What Is an Exceptional Item?
An exceptional item is a charge incurred by a company that must be noted separately in its financial report in accordance with Generally Accepted Accounting Principles (GAAP). Despite the name, such items are considered to be ordinary business charges but they must be separated out for the sake of financial reporting clarity.
- An exceptional item is noted separately to avoid confusion with routine business income and expenses.
- A sale of assets or a legal settlement are examples.
- Exceptional items and extraordinary items are often confused, but they are recorded differently.
Don’t confuse exceptional items with extraordinary items. Both are unusual expenses or sources of revenue that are large enough to have an impact on the financial results. However, extraordinary items are not part of a company’s ordinary business dealings. Exceptional items are.
Both of these accounting items must be documented to provide investors and regulators with accurate and informative financial statements.
Both also are usually one-time events.
Understanding the Exceptional Item
An extraordinary item on a balance sheet indicates a substantial gain or loss that is unlikely to be repeated. It is not part of the company’s day-to-day business. It also must be “material.”
That is, it has a significant impact on the company’s profit or loss for the relevant period. The sale of a parcel of real estate could qualify.
Exceptional items are costly events that have an impact on a company’s bottom line but must not be misread as gains or losses in routine business operations
An exceptional item is also a large number with a substantial impact on the company’s profit or loss, but it is closely related to its day-to-day business. For example, if a company undertakes a major restructuring, cutting staff and merging divisions, the costs of that operation will be recorded as an exceptional item.
In both cases, these numbers are properly reported to shareholders as separate items. This is so that they cannot be misread as a sudden surge in the company’s sales or costs.
An exceptional item is reported separately so that it cannot be mistaken for a sudden bump (or drop) in revenue.
In fact, exceptional items usually appear on a company’s balance sheet while extraordinary items are disclosed in the notes to the financial statement.

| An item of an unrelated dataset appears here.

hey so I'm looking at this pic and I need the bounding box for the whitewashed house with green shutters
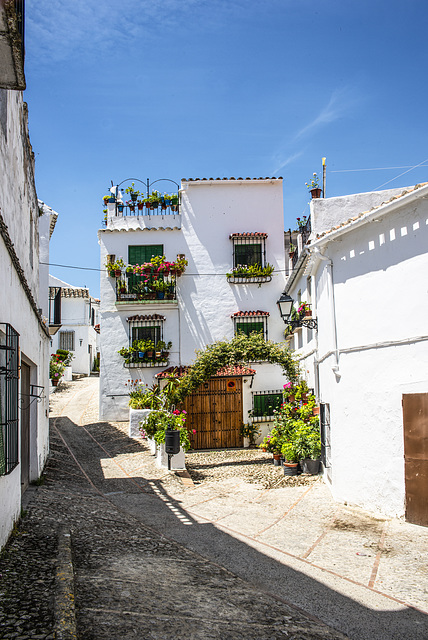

Example of an Exceptional Item
As an example, in early 2016, a British engine manufacturer announced it would be taking an exceptional restructuring charge of GBP 75 million to GBP 100 million to account for the costs of shoring up its balance sheet through job cuts. As a special charge, this doesn’t rise to the standard of extraordinary but it does rate as an exceptional charge for the sake of financial statement transparency.
In addition to restructuring costs, examples of exceptional items might include the costs of discontinued operations, legal settlements, and disposal of assets. The retooling of a manufacturing facility might also qualify as an exceptional item.